I guess I’m hoping that the behaviour you’re talking about isn’t crazy, because I do it too.

There is, however, a totally over-the-top form of “cat-speak” that has a unique online variant: the people who go into chat rooms and message groups and pretend that they are their own cats, and speak in a sort of insipid baby-cat-talk. For example, here’s a mother’s-day poem:

I luff my meowmie, she pampers me to da max.

Anyting I want or need, I don’t efen havf to ask!

She rescued me frum da wild place when I was small, helpless & alone.

Gavf me luff, food, shelter & toys, It’s sure a wonderfur home!

Personally, I think that if MY cat could speak, she wouldn’t sound like a socially-regressed 46-year-old lady. At least I hope so…

Posted by Muffy St. Bernard on 7 December 2006 at 9:52 AM

Ohdeargod. If I ever do that, please kill me.

Hmm.

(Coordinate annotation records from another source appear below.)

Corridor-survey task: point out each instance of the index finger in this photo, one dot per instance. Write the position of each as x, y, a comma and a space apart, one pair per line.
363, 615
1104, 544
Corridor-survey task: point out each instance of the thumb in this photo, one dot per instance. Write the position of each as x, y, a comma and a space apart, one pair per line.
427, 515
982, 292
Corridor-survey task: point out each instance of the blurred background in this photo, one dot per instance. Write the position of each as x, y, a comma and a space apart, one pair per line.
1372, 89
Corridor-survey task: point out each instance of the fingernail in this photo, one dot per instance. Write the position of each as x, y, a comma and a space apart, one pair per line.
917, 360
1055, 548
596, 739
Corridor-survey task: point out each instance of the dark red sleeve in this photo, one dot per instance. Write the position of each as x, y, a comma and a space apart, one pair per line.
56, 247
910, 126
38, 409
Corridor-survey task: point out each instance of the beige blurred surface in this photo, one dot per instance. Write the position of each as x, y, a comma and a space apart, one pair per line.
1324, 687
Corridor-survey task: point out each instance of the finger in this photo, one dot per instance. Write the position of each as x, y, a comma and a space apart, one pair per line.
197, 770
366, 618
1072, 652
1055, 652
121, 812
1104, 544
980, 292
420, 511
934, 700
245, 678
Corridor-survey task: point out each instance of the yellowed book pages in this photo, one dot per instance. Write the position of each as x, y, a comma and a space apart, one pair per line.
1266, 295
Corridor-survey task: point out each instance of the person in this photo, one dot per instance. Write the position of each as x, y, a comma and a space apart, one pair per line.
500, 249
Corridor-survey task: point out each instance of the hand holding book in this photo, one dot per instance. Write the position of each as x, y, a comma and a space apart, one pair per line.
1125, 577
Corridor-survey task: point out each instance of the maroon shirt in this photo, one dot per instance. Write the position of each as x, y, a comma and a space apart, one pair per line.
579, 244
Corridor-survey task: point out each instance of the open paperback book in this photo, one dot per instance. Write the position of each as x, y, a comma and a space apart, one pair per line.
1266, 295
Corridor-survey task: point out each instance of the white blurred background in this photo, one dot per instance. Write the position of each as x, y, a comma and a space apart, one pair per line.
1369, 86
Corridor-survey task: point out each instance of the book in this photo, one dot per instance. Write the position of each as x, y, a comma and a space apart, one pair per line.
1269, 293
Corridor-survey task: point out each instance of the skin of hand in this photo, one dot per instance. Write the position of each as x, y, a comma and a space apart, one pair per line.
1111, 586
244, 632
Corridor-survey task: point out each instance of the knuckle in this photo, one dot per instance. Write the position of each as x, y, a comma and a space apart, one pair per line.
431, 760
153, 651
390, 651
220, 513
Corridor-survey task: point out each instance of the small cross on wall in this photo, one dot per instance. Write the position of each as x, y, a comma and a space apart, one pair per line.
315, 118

If our cats could speak, I imagine they might sound like

- a very bright and enthusiastic boy of about 8.
- a sweet little old lady who’s not afraid to yell and beat people with her umbrella to get her way
- a paranoid-schizophrenic homeless person, possibly recovering
- Milton from Office Space (”...going to… go pee on your bed…”)

...but I’m not sure about Wicket, the “wobbly” one. His brain is a mystery to us all.

Posted by Eli McIlveen on 7 December 2006 at 4:00 PM

Wobbly Wicket?

I think you’ve got the cat personalities down pat. My cat goes back and forth between sweet old lady (“y’all don’t mind if I just sit here next to you?”) and a spurned dependent (“Now! Over here, please, now! Nowwwww! Fresh water, now! And over here, food, now! Pleeeeease!”)

The “cat talk” people infuriate me for no reason that I can figure out. Years ago I learned a harsh lesson when I cockily invaded one of their chat rooms, rudely asking why they were doing such a ridiculous thing. They asked why I was so angry with them and how they could possibly be hurting me, and I said “because…ummmm…” and realized that it wasn’t a question I could answer.

Posted by Muffy St. Bernard on 8 December 2006 at 10:00 AM

Wicket is Cobweb’s brother. Both of them had distemper as kittens and ended up slightly impaired in the motor control department, more so in Wicket’s case. He walks unsteadily, keeping his legs wide apart for balance, like a drunk John Wayne, and often his back end starts catching up with his front, like a car spinning out on an icy road. He’s a sweetheart, though, and likes to sit on your chest and stick his paws in your face.

Posted by Eli McIlveen on 9 December 2006 at 12:34 AM

Wow, I didn’t know distemper could cause a problem like that! But it must be sort of endearing and unique, and maybe it leads to greater bonding. Not to mention being a good icebreaker at parties!